Dec. 15, 2012
-- S.D. Skye, a pseudonym for an award-winning author, has just released the first novel in her new FBI series featuring African-American FBI spy catcher J.J. McCall. Her family was vexed with a a generational curse that allows her to detect lies. Following in her mother's footsteps, she uses her "gift" to protect her country.
When turncoats betray America’s human intelligence assets, there is no greater failure than the loss of life—and no one knows that better than FBI Special Agent J.J. McCall, a born lie detector who recruits foreign spies to catch American traitors. She and co-case agent Tony Donato have lost two of their most critical Russian sources in the past two years, and they may lose another in just a few short days if they don’t catch him. The ICE PHANTOM. Code name for a near-dead investigation initiated to identify a rumored insider spy more insidious and elusive than Ames and Hanssen combined. After a decade of fruitless investigations, the Intelligence Community fears it might be chasing ghosts—but J.J. and Tony suspect he might be burrowed deep inside FBI counterintelligence. And his body count is going up.
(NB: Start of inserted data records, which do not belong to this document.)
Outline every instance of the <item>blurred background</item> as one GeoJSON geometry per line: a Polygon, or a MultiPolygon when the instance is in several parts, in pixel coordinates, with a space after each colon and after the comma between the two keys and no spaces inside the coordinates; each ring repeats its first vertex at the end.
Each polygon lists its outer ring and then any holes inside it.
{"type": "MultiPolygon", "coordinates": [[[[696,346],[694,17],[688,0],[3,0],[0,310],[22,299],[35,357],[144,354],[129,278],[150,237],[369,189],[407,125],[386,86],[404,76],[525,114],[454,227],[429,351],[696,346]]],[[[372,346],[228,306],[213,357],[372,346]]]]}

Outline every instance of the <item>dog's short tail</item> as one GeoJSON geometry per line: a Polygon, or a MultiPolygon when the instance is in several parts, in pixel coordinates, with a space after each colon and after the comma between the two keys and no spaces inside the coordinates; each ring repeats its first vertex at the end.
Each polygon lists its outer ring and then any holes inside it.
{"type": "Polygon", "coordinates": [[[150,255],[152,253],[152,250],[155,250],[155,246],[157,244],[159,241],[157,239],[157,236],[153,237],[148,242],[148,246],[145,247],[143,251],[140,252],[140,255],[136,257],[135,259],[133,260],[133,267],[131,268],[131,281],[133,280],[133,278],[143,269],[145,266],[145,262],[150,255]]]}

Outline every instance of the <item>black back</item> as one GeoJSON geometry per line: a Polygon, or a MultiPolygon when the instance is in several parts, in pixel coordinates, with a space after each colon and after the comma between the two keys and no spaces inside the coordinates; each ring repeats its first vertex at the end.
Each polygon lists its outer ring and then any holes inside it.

Drawn into an unsanctioned mole hunt, J.J. and Tony have a week to catch ICE PHANTOM, save a key source’s life—and their own. While J.J.’s lie detecting ability helps them narrow down the list of suspects, the ultimate lie, the one she’s been telling herself for too many years, may help the ICE PHANTOM defect to Moscow and get away with the murder of the man she cannot live without.
Skye's debut FBI Series, filled with mystery, espionage, romance, and suspense, will keep you burning through the pages until J.J. catches the very last spy.
Says Skye of the new series, "J.J. McCall's character is very loosely based on a real FBI Agent with whom I worked during my tenure at the Bureau. She's a counterintelligence executive today in a top field office. Few novels focus on African Americans in the espionage business, and I would guess none are female FBI agents who catch Russian spies--but they do exist. I wanted to bring light to these remarkable women, who no doubt face insurmountable odds to become leading forces in the law enforcement and intelligence communities."